Berlin devient le théâtre de négociations stratégiques entre l’Ukraine, les États-Unis et l’Europe
Alors que le conflit en Ukraine perdure depuis plusieurs années, les Européens ont présenté lundi une initiative visant à établir une force multinationale destinée à garantir le cessez-le-feu et à soutenir l’armée ukrainienne. Cette proposition intervient dans un contexte de discussions intensives à Berlin, où les dirigeants ukrainien, américains et européens tentent de tracer une voie vers une paix durable, malgré des divergences persistantes sur les questions territoriales.

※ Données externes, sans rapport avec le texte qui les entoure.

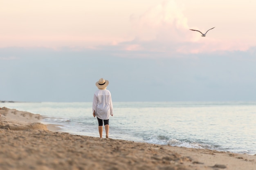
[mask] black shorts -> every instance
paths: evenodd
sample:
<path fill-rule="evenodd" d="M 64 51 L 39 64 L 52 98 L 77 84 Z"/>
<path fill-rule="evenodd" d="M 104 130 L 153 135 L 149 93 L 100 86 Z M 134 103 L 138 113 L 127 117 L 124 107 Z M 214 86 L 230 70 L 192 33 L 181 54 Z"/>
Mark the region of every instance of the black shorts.
<path fill-rule="evenodd" d="M 97 117 L 97 119 L 98 119 L 98 122 L 99 122 L 99 126 L 103 126 L 103 121 L 104 121 L 104 125 L 108 125 L 108 120 L 103 120 L 102 119 L 100 119 Z"/>

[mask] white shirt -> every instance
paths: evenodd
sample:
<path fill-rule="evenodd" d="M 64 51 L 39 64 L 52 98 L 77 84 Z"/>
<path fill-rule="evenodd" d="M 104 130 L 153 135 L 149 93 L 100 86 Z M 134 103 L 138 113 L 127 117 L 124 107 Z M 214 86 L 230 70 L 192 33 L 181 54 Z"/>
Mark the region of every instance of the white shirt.
<path fill-rule="evenodd" d="M 111 94 L 108 90 L 99 89 L 94 93 L 92 102 L 92 112 L 95 110 L 97 117 L 107 120 L 113 114 Z"/>

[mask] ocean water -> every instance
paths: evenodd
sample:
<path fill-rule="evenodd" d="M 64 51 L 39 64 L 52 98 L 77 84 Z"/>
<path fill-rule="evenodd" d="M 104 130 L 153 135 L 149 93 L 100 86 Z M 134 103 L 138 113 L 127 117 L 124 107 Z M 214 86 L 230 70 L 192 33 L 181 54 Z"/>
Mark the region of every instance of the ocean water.
<path fill-rule="evenodd" d="M 113 102 L 109 137 L 256 154 L 256 102 Z M 99 137 L 92 103 L 2 103 L 71 134 Z M 103 136 L 105 129 L 103 128 Z"/>

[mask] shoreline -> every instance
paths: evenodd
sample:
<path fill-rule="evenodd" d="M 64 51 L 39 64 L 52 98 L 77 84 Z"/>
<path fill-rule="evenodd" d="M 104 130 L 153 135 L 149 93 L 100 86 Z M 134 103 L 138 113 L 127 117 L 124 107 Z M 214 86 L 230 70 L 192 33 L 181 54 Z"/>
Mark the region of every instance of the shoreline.
<path fill-rule="evenodd" d="M 60 132 L 42 117 L 0 110 L 0 170 L 254 170 L 256 155 Z"/>

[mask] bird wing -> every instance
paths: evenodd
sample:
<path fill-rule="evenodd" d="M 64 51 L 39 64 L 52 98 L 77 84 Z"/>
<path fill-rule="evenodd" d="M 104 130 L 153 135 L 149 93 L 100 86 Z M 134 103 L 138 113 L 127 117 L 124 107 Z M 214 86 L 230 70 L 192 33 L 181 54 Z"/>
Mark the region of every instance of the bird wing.
<path fill-rule="evenodd" d="M 204 34 L 203 34 L 203 33 L 202 33 L 202 32 L 201 32 L 201 31 L 198 31 L 198 30 L 195 30 L 195 29 L 189 29 L 189 30 L 192 30 L 192 31 L 198 31 L 199 32 L 200 32 L 200 33 L 201 33 L 202 34 L 202 35 L 204 35 Z"/>
<path fill-rule="evenodd" d="M 211 29 L 210 29 L 208 30 L 208 31 L 210 30 L 211 30 L 211 29 L 214 29 L 214 28 L 215 28 L 215 26 L 214 26 L 213 28 L 211 28 Z M 205 34 L 206 34 L 206 33 L 207 33 L 207 32 L 208 32 L 208 31 L 206 31 L 206 33 L 205 33 Z"/>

Une force multinationale sous leadership européen
Les principaux pays européens, dont la France, l’Allemagne et le Royaume-Uni, ont proposé la création d’une force multinationale en Ukraine, composée de soldats volontaires pour un effectif maximal de 800.000 hommes, appuyée par les États-Unis. L’objectif est de garantir la sécurité et le respect du cessez-le-feu, tout en offrant un soutien durable à l’armée ukrainienne.
Un mécanisme de surveillance et de vérification, dirigé par les Américains, compléterait cette force afin d’assurer le respect strict des engagements sur le terrain. Selon le chancelier allemand Friedrich Merz, cette initiative offre une « vraie chance pour un processus de paix », mais son succès dépend désormais de la volonté de la Russie.
Des négociations marquées par des désaccords
Le président ukrainien Vladimir Zelensky a reconnu des progrès significatifs dans les discussions, mais a rappelé que des questions sensibles demeurent, en particulier celles liées aux territoires occupés dans le Donbass. Moscou réclame la cession de certaines zones en échange d’un cessez-le-feu, ce que Kiev refuse catégoriquement.
Les Européens, tout en soutenant le plan américain, ont insisté sur le respect des frontières internationales, refusant toute modification par la force, et cherchant un compromis qui gèle la ligne de front actuelle sans concessions territoriales immédiates.
Le rôle des États-Unis et des garanties de sécurité
Le président américain Donald Trump s’est montré optimiste sur la conclusion d’un accord, soulignant que les garanties de sécurité offertes à l’Ukraine seraient solides et comparables à l’article 5 du traité de l’OTAN, sans que l’Ukraine n’adhère officiellement à l’Alliance. Les discussions à Berlin ont également impliqué Steve Witkoff et Jared Kushner, représentants américains, dans l’élaboration d’un plan de sécurité post-cessez-le-feu.
Un enjeu stratégique pour la reconstruction
Au-delà des aspects militaires, l’Union européenne cherche à utiliser les avoirs russes gelés, estimés à plusieurs dizaines de milliards, pour soutenir l’armée ukrainienne et la reconstruction. Cependant, des réticences subsistent, notamment de la part de la Belgique, qui craint des représailles russes.
Le sommet de Berlin marque donc une étape clé dans la diplomatie internationale autour du conflit ukrainien, plaçant l’Europe et les États-Unis au cœur d’une initiative de stabilisation, mais confrontée à des défis géopolitiques et militaires majeurs.